Forwarding so someone who knows can answer this....

Regards,
Richard 

-----Original Message-----
From: Foster, Richard - PAL 
Sent: Friday, November 11, 2005 15:37
To: 'Gary Feldman'
Subject: RE: [Nant-users] Best way to merge contents of multiple XML
files?

Good point.

I guess then what I really need to do then is get the count of
sequencepoints, and sequencepoints which were hit then write that to
another file (possibly using XmlPoke).

In that case, does xmlpeek handle xpath expressions like
"count(//coverage/module/method/[EMAIL PROTECTED] > 0])"?

Regards,
Richard

-----Original Message-----
From: [EMAIL PROTECTED]
[mailto:[EMAIL PROTECTED] On Behalf Of Gary
Feldman
Sent: Friday, November 11, 2005 14:08
To: nant-users@lists.sourceforge.net
Subject: Re: [Nant-users] Best way to merge contents of multiple XML
files?

Foster, Richard - PAL wrote:

> Hi there,
>
> I have a fairly large number of XML files (actually Ncover output
> files) that I would like to merge into a single file.

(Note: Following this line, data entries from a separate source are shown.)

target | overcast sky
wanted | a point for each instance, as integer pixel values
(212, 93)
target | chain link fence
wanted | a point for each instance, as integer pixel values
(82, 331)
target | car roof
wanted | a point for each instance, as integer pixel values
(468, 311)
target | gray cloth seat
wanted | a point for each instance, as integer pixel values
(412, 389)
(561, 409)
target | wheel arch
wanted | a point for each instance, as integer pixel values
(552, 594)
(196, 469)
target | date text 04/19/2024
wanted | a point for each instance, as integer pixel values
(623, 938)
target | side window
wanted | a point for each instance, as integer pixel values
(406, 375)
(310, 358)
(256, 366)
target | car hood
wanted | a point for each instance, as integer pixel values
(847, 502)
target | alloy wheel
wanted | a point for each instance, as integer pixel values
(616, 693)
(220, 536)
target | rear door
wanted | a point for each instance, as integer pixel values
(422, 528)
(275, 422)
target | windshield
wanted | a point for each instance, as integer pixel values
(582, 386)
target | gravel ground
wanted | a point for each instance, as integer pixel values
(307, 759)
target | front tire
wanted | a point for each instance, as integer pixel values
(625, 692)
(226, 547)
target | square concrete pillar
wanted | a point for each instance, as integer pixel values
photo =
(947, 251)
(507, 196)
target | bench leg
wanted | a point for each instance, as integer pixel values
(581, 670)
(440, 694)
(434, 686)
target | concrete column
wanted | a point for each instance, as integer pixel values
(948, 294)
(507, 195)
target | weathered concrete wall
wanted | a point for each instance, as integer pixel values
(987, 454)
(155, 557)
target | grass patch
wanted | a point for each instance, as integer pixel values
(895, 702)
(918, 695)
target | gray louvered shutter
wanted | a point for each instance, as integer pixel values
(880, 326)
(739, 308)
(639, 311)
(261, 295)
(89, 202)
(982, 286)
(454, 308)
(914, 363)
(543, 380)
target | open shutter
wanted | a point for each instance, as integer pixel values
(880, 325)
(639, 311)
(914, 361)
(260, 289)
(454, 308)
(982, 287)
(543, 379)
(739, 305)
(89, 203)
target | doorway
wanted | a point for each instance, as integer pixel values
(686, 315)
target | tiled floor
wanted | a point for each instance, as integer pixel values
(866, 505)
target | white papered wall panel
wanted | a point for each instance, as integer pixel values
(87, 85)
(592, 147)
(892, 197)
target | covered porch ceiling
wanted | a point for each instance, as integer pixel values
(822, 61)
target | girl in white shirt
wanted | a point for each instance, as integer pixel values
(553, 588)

This will allow 
> me to produce coverage reports for a set of independently built 
> assemblies.
>
> What is the best way to accomplish this in Nant (or is it even 
> appropriate to use Nant - should I be "exec"ing something else)?
>
My experience has been that NCover output files can be huge, and that
processing them with the NAnt <style> task can be very slow, depending
upon what you're trying to do.  Obviously you can just concatenate them
all, stripping out the xml version and stylesheet lines, and wrap with
your own new document element.  In other words, something like
   cp myHeader.xml > outfile.xml
   grep -v "<?" Coverage.*.xml >> outfile.xml
   cp myFooter.xml >>outfile.xml

where myHeader.xml contains the <?xml, <?xml-stylesheet, and
<myTopLevelElement> and myFooter.xml would contain </myTopLevelElement>.
This is probably doable in pure NAnt using the copy task with a filter,
but it's faster and easier to use write with bash (at least for me).  It
assumes that the lines with <? don't contain anything else, so that it's
safe to remove them on a line by line basis, which is much faster than
doing xml parsing.

But is that really what you want for the end result?  My experience with
large NCover files is that they're a pain to download in the browser, at
least using one of the NCover style sheets off the net and Firefox.  It
may make much more sense to extract the summary data you want from all
of the files, and then leave the raw data in separate files.  That way
anyone who wants to drill down into a specific module won't be dragged
down by all the data from other modules.